Q : Pensez-vous que la France devrait en faire plus pour protéger ses océans ?

R : Je ne suis pas président de la République française, mais oui, dans l'absolu, bien sûr que la France devrait faire plus. Aujourd'hui, si on regarde l'action de la France par rapport à la protection des océans, elle vient principalement des Outre-mer.

Q : L'exploitation des grands fonds marins a beaucoup occupé les conversations à Nice. La Polynésie y est-elle confrontée ?
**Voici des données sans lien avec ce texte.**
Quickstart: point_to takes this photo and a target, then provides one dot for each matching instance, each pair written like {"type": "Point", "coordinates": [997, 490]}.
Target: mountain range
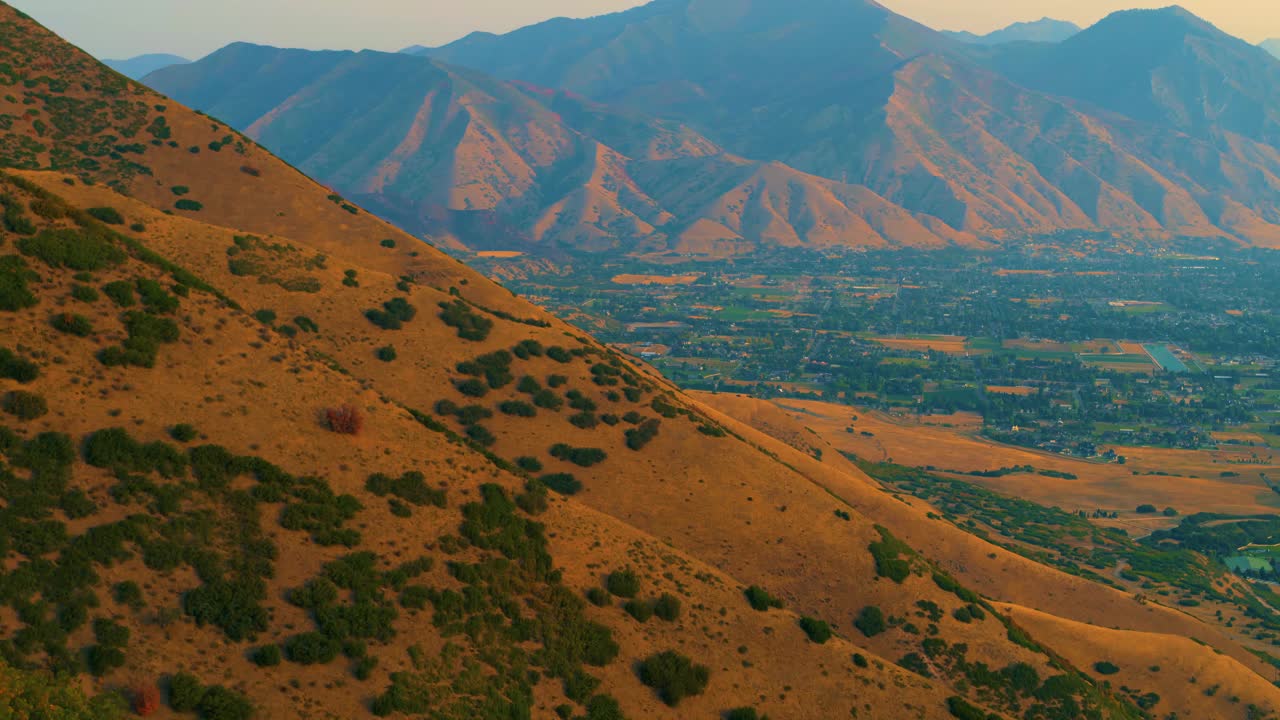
{"type": "Point", "coordinates": [270, 456]}
{"type": "Point", "coordinates": [844, 123]}
{"type": "Point", "coordinates": [1046, 30]}
{"type": "Point", "coordinates": [142, 65]}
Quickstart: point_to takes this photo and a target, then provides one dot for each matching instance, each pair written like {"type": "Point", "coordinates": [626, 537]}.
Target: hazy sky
{"type": "Point", "coordinates": [120, 28]}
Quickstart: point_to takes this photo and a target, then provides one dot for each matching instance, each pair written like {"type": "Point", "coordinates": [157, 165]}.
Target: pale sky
{"type": "Point", "coordinates": [120, 28]}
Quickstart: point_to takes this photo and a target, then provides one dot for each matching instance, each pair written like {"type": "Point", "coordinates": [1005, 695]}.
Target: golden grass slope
{"type": "Point", "coordinates": [709, 502]}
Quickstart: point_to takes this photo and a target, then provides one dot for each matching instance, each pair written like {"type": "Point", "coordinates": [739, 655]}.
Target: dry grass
{"type": "Point", "coordinates": [952, 345]}
{"type": "Point", "coordinates": [657, 279]}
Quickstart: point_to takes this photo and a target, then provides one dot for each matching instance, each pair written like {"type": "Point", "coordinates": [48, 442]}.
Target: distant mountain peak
{"type": "Point", "coordinates": [1045, 30]}
{"type": "Point", "coordinates": [142, 65]}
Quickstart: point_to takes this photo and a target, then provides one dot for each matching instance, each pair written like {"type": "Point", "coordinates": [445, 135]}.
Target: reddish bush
{"type": "Point", "coordinates": [146, 700]}
{"type": "Point", "coordinates": [344, 420]}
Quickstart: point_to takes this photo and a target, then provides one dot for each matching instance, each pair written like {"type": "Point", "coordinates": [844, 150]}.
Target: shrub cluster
{"type": "Point", "coordinates": [760, 600]}
{"type": "Point", "coordinates": [643, 433]}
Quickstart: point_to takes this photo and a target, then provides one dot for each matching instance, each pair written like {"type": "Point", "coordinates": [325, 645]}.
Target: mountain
{"type": "Point", "coordinates": [1046, 30]}
{"type": "Point", "coordinates": [142, 65]}
{"type": "Point", "coordinates": [453, 153]}
{"type": "Point", "coordinates": [849, 91]}
{"type": "Point", "coordinates": [1162, 67]}
{"type": "Point", "coordinates": [266, 455]}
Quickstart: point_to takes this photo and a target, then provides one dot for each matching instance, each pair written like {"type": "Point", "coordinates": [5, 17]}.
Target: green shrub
{"type": "Point", "coordinates": [24, 405]}
{"type": "Point", "coordinates": [961, 709]}
{"type": "Point", "coordinates": [129, 593]}
{"type": "Point", "coordinates": [109, 215]}
{"type": "Point", "coordinates": [760, 600]}
{"type": "Point", "coordinates": [673, 675]}
{"type": "Point", "coordinates": [74, 324]}
{"type": "Point", "coordinates": [871, 621]}
{"type": "Point", "coordinates": [818, 630]}
{"type": "Point", "coordinates": [517, 409]}
{"type": "Point", "coordinates": [72, 249]}
{"type": "Point", "coordinates": [222, 703]}
{"type": "Point", "coordinates": [184, 692]}
{"type": "Point", "coordinates": [393, 315]}
{"type": "Point", "coordinates": [480, 434]}
{"type": "Point", "coordinates": [101, 660]}
{"type": "Point", "coordinates": [311, 648]}
{"type": "Point", "coordinates": [580, 456]}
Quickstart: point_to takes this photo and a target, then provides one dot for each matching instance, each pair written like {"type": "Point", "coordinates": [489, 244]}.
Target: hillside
{"type": "Point", "coordinates": [270, 455]}
{"type": "Point", "coordinates": [496, 165]}
{"type": "Point", "coordinates": [1046, 30]}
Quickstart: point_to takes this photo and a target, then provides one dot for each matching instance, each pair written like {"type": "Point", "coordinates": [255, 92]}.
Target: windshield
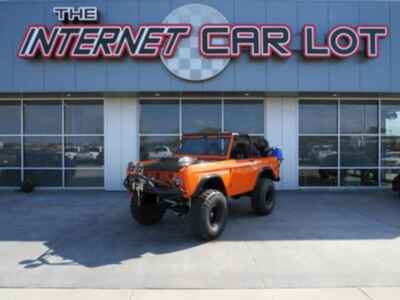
{"type": "Point", "coordinates": [204, 146]}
R : C'est un sujet qui m'angoisse. Notre plus proche voisin, les îles Cook, envisage d'aller exploiter les nodules polymétalliques dans sa ZEE. Les engins utilisés sont des espèces de moissonneuses-batteuses qui se posent au fond de l'océan et détruisent tout sur leur passage. La pollution sous-marine, à l'instar du nuage de Tchernobyl, ne va pas s'arrêter à la frontière. Ce panache de poussière qui va se dégager, il va bloquer la lumière et il va empêcher le développement des phytoplanctons, qui sont nécessaires à l'alimentation de toute la chaîne trophique. C'est la chronique d'une catastrophe annoncée.
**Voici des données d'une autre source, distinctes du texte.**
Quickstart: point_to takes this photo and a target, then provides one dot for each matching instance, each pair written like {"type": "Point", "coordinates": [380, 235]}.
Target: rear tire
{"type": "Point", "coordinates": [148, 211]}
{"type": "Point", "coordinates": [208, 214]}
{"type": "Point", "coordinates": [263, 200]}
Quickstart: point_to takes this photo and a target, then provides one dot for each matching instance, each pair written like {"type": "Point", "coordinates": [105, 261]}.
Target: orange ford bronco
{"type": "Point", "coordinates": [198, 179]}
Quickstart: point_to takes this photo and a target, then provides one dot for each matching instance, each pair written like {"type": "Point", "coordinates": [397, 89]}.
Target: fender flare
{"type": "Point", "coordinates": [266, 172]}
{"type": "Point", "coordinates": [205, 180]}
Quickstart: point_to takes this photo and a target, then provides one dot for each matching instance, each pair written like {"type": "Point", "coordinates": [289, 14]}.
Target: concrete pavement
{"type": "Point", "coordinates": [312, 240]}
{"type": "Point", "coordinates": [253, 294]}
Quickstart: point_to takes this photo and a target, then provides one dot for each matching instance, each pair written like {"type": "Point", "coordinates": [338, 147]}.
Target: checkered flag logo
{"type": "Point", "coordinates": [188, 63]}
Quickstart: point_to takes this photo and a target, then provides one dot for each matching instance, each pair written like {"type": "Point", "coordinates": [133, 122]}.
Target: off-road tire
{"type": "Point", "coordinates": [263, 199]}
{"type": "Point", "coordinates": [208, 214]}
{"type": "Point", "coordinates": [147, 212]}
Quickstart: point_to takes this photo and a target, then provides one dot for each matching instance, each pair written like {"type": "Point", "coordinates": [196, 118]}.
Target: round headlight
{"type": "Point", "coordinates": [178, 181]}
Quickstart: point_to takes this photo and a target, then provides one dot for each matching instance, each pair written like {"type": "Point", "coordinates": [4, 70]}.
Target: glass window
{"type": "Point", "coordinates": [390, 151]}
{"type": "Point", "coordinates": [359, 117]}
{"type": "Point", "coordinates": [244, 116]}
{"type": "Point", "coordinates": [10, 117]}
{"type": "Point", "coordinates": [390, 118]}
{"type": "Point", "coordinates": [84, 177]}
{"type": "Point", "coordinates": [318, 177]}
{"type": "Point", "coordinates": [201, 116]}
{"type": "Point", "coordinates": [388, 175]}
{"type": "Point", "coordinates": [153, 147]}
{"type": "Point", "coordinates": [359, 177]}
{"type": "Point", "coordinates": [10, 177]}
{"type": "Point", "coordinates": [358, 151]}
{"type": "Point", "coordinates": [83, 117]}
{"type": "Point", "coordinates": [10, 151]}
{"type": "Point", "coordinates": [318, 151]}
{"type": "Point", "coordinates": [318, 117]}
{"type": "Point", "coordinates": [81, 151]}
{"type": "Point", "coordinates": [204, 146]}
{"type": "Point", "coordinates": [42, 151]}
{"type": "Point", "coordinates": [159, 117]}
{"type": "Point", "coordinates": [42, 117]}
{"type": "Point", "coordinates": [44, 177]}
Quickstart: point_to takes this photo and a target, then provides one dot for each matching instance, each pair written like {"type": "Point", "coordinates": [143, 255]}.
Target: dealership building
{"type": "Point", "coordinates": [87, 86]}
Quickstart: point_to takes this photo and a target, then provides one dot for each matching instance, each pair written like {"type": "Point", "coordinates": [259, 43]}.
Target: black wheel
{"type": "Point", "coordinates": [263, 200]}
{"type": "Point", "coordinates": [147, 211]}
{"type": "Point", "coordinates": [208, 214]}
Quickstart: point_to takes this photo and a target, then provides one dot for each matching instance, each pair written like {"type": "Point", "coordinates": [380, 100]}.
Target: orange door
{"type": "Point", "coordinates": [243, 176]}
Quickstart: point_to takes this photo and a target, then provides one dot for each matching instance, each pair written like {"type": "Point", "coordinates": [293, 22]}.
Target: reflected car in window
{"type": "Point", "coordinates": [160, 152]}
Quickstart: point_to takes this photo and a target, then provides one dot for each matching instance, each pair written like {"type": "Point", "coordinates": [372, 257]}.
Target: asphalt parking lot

Q : Que faut-il faire pour empêcher cette catastrophe ?

R : Le message aux grands pays, c'est : ne venez pas nous donner des leçons, parce que vous avez miné la planète pendant des siècles sans vous préoccuper de l'environnement. C'est assez malvenu de venir nous donner des leçons aujourd'hui. Certains d'entre nous, aujourd'hui, n'entrevoient pas d'autres solutions pour leur développement économique. La responsabilité des grands pays de ce monde, c'est de nous aider, les petits pays insulaires, à développer d'autres modèles socio-économiques basés sur le tourisme vert, le tourisme bleu, sur les énergies renouvelables, qui n'impliquent pas d'aller exploiter les minerais subocéaniques. Il faut des financements, des aides de développement qui soient à la hauteur.

Q : Au-delà des grands discours, pensez-vous que le sommet de Nice a été utile pour les océans ?
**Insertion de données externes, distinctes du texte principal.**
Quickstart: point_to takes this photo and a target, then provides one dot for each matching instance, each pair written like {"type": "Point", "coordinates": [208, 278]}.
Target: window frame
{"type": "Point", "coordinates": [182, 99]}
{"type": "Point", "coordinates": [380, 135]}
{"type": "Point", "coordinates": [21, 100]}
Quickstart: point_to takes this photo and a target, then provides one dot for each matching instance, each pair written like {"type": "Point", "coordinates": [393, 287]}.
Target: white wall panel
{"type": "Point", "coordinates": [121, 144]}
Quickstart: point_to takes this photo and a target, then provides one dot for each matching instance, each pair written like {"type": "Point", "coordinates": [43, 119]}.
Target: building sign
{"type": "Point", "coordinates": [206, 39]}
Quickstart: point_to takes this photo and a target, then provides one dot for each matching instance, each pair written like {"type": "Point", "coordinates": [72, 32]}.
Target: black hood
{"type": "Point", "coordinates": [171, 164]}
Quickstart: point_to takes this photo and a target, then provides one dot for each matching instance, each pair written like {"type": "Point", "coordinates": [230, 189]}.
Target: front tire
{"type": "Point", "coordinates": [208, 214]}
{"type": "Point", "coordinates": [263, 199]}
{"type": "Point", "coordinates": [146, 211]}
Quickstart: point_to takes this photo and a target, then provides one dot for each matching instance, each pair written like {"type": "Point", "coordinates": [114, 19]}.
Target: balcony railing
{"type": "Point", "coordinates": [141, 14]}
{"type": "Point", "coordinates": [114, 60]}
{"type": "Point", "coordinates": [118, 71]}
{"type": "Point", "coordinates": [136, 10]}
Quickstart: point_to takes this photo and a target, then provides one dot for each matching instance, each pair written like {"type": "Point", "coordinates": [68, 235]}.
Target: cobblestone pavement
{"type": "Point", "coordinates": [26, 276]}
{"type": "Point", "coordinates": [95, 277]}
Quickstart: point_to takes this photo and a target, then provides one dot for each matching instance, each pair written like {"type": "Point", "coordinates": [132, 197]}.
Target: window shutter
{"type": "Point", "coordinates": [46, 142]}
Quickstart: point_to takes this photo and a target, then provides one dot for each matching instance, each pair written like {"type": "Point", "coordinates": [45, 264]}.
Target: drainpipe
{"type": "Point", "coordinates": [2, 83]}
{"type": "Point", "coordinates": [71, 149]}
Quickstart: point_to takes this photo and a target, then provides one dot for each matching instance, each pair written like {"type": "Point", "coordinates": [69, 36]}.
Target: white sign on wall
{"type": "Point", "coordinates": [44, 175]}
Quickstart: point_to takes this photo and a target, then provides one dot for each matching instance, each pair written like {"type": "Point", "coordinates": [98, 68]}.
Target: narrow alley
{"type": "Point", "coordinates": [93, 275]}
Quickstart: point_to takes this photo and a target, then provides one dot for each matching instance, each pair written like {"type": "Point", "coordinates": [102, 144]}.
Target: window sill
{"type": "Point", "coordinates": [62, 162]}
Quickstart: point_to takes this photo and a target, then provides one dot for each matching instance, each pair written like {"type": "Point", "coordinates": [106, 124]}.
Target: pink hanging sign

R : Oui, ces rassemblements, on peut bien sûr les critiquer, mais ils sont encore nécessaires pour rencontrer les décideurs et les gens qui ont les moyens financiers de participer aux efforts de préservation de l'environnement. Je rêve du jour où on annoncera qu'il n'y a plus besoin de faire des COP (sur le climat, NDLR) ou d'UNOC.